The proposals that we published last October, and which essentially are made in the Bill, have two overriding objectives. First, we want to ensure that we provide every possible help to enable those who can work to do so. Work on a decent wage--which we are ensuring through the national minimum wage--is the best way of combating poverty, the causes of poverty, and especially persistent poverty, which is one of the main problems that we have inherited. Disabled people want to work--2 million already do, and 1 million more on benefits say that they want to work. We want to help them to do that.

Our second overriding objective is to provide far greater security than we have provided in the past for some of the most vulnerable people in society who will never work in their lives. The proposals in the Bill are a key part of that strategy and mark a radical change of direction from what the Tories did in their 18 years in office.

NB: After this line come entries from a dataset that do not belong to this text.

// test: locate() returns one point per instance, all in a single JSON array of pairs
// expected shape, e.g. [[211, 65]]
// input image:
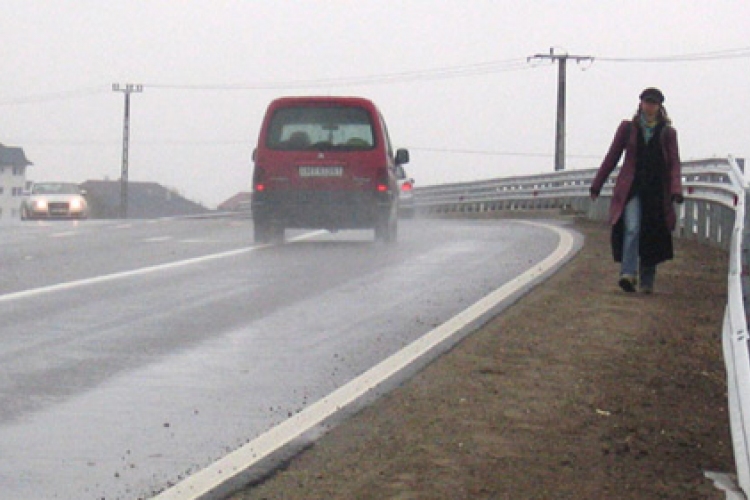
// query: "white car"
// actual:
[[55, 200]]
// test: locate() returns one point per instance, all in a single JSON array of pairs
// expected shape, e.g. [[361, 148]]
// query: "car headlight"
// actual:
[[76, 204]]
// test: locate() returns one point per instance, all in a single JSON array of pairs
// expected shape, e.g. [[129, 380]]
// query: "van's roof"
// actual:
[[302, 100]]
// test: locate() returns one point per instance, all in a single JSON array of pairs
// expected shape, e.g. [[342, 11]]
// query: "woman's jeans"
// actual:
[[630, 244]]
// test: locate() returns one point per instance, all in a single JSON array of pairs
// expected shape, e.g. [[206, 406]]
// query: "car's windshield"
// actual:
[[321, 128], [55, 188]]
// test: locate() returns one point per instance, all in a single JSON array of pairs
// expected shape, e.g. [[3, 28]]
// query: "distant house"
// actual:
[[240, 202], [13, 163], [146, 200]]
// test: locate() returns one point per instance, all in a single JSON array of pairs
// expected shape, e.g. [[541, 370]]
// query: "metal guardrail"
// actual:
[[714, 212]]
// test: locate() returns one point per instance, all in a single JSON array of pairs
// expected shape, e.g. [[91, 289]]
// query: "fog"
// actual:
[[453, 80]]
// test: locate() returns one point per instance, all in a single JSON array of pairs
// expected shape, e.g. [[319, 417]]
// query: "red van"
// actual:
[[324, 163]]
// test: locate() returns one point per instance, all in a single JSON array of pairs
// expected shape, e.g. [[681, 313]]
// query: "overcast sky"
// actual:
[[451, 78]]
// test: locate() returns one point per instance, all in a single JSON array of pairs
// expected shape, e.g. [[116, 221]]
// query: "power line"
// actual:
[[443, 73], [434, 74]]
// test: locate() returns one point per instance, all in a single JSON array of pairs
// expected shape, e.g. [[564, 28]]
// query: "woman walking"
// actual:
[[641, 212]]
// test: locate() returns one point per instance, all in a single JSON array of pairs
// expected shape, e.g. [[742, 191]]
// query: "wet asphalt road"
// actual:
[[133, 354]]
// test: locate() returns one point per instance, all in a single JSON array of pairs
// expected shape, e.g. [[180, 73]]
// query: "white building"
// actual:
[[13, 165]]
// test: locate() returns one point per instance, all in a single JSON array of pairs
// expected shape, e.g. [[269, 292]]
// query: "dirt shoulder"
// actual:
[[577, 391]]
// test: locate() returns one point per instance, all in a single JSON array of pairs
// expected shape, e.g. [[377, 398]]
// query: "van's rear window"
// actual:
[[321, 128]]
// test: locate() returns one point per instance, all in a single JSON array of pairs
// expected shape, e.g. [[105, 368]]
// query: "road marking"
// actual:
[[63, 234], [34, 292], [208, 482]]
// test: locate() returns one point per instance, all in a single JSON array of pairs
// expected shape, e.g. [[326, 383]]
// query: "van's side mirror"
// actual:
[[402, 156]]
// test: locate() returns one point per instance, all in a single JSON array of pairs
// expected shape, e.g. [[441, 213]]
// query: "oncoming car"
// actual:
[[55, 200]]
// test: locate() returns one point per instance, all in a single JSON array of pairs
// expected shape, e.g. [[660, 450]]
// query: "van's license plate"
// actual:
[[320, 171]]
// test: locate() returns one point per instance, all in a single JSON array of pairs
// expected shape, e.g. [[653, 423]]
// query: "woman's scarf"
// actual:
[[647, 127]]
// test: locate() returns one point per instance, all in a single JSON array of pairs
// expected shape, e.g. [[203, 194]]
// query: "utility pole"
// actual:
[[127, 89], [561, 59]]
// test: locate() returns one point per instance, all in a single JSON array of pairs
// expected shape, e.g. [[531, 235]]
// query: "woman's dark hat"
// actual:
[[652, 94]]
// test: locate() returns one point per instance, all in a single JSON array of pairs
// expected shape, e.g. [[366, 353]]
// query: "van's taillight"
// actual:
[[259, 180]]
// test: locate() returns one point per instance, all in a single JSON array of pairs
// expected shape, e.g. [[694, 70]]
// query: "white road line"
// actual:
[[34, 292], [204, 484]]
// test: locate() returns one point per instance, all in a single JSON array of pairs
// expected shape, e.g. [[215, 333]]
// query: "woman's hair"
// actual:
[[662, 117]]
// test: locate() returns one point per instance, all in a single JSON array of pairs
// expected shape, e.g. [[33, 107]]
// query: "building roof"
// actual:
[[13, 157]]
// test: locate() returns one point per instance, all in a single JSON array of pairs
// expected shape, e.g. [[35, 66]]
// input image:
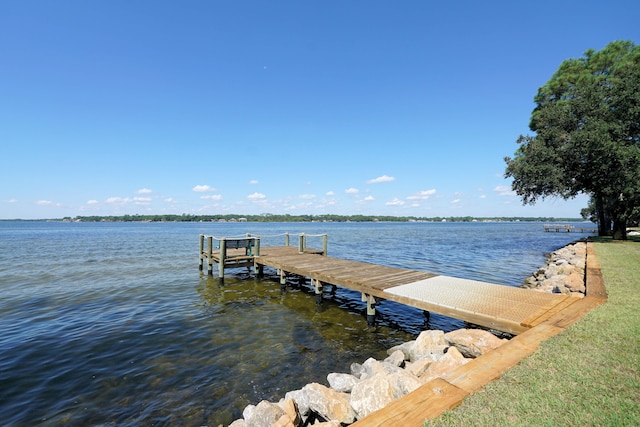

I do not want to say much about the Tories. However, I find it very hard to take when they parade before us as the party of the dispossessed, the poor and the disabled, an advocacy that they masked particularly well in their 18 years in office, and when the hon. Member for West Dorset (Mr. Letwin) tells us that they have all been to Damascus--it is just as well that it is not in Europe, or they could not have gone there at all--and tries to tell us that he now stands shoulder to shoulder with my hon. Friend the Member for Preston (Audrey Wise).

Mr. Letwin: Will the right hon. Gentleman give way?

Mr. Darling: Let us hear about Damascus.

Mr. Letwin: Is the right hon. Gentleman advancing the argument that two wrongs make a right?

Mr. Darling: The hon. Gentleman was wrong for 18 years, and he is wrong again today.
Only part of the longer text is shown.